There are several other red-pored, bluing boletes that could be confused with S. amygdalinus. The poisonous European species Rubroboletus satanas and its North American counterpart R. eastwoodiae have lighter colored caps and a reticulate pattern on the stipe. B. subvelutipes is a highly variable species from eastern North America that includes red in its range of cap colors, and has a fuzzy coating of hairs near the base of its stipe; it may represent a group of species. Another similar species is B. luridiformis, found in North America and Northern Europe under both broadleaf trees and conifers. Unlike S. amygdalinus, however, B. luridiformis has a dark brown to nearly blackish-brown cap, and a yellow stipe with a dense covering of red pruina (dots). B. frostii is also similar.

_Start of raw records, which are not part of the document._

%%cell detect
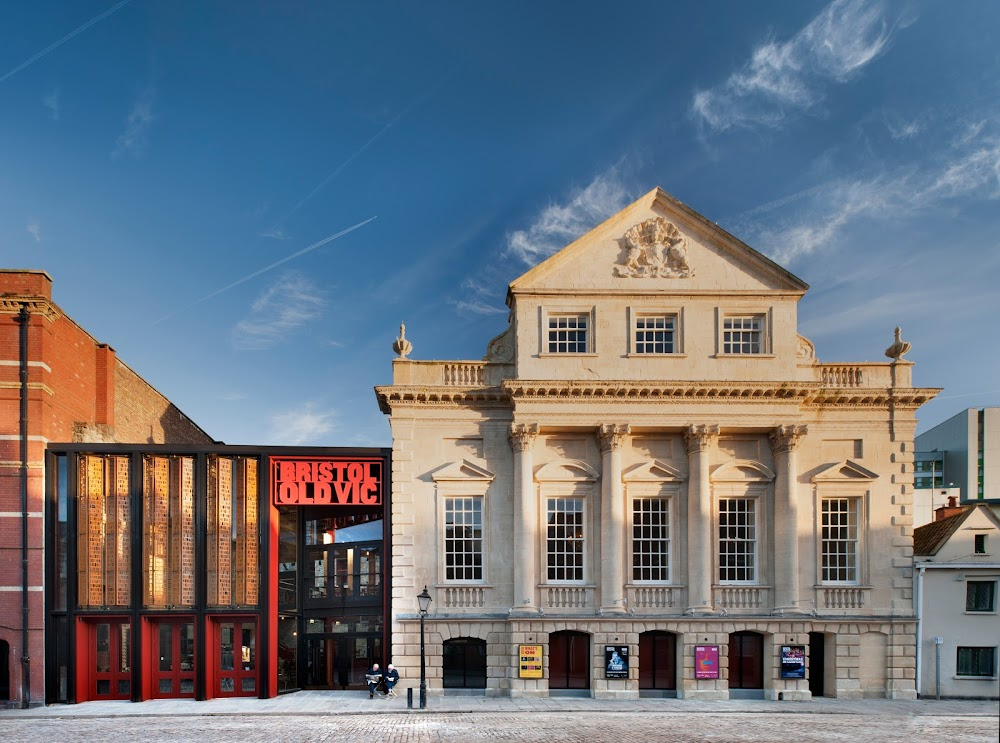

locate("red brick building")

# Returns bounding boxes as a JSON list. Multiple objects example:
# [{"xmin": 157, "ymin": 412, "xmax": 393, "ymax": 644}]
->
[{"xmin": 0, "ymin": 269, "xmax": 213, "ymax": 705}]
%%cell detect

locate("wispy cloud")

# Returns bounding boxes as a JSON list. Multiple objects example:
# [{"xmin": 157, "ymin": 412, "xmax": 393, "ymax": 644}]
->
[
  {"xmin": 270, "ymin": 402, "xmax": 336, "ymax": 446},
  {"xmin": 732, "ymin": 119, "xmax": 1000, "ymax": 264},
  {"xmin": 0, "ymin": 0, "xmax": 132, "ymax": 83},
  {"xmin": 260, "ymin": 227, "xmax": 292, "ymax": 240},
  {"xmin": 232, "ymin": 271, "xmax": 326, "ymax": 351},
  {"xmin": 111, "ymin": 86, "xmax": 156, "ymax": 158},
  {"xmin": 691, "ymin": 0, "xmax": 894, "ymax": 132},
  {"xmin": 505, "ymin": 168, "xmax": 630, "ymax": 266},
  {"xmin": 42, "ymin": 88, "xmax": 59, "ymax": 121},
  {"xmin": 24, "ymin": 218, "xmax": 42, "ymax": 243},
  {"xmin": 153, "ymin": 217, "xmax": 377, "ymax": 325}
]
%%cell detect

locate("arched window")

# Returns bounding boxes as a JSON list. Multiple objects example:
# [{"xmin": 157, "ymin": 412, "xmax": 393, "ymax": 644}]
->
[{"xmin": 443, "ymin": 637, "xmax": 486, "ymax": 689}]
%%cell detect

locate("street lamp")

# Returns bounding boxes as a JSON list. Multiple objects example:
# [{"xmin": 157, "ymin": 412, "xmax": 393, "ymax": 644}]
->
[{"xmin": 417, "ymin": 586, "xmax": 431, "ymax": 709}]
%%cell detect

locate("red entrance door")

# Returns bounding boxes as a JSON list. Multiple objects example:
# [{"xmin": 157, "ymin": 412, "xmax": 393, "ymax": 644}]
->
[
  {"xmin": 91, "ymin": 619, "xmax": 132, "ymax": 699},
  {"xmin": 215, "ymin": 618, "xmax": 257, "ymax": 697},
  {"xmin": 549, "ymin": 631, "xmax": 590, "ymax": 689},
  {"xmin": 639, "ymin": 631, "xmax": 677, "ymax": 690},
  {"xmin": 153, "ymin": 619, "xmax": 195, "ymax": 699},
  {"xmin": 729, "ymin": 632, "xmax": 764, "ymax": 689}
]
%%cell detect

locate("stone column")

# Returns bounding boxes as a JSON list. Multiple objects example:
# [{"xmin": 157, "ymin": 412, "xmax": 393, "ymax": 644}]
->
[
  {"xmin": 508, "ymin": 423, "xmax": 538, "ymax": 614},
  {"xmin": 770, "ymin": 425, "xmax": 808, "ymax": 613},
  {"xmin": 597, "ymin": 423, "xmax": 630, "ymax": 614},
  {"xmin": 684, "ymin": 424, "xmax": 719, "ymax": 614}
]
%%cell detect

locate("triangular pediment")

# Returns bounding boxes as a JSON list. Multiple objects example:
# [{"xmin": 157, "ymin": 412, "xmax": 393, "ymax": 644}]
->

==Distribution and habitat==
Suillellus amygdalinus mushrooms grow on the ground in groups, or scattered about. The fungus has been reported from low-elevation hardwood forests composed of live oak, manzanita and madrone in California, and Oregon. Fruiting occurs after the onset of autumn rains, usually between the October and January. The mushroom can be difficult to spot, as its cap is similar in coloring to the leaves of the madrone tree with which it is associated, and because the mushroom is frequently buried under leaves.

==Potential edibility==
Although the edibility of S. amygdalinus is not known with certainty, authorities often recommend to avoid consuming blue-staining, red-pored boletes, as several are poisonous. The species was implicated in one group of poisonings in California in 1996–97, but because of the nature of the symptoms experienced, there was probably more than one type of mushroom consumed.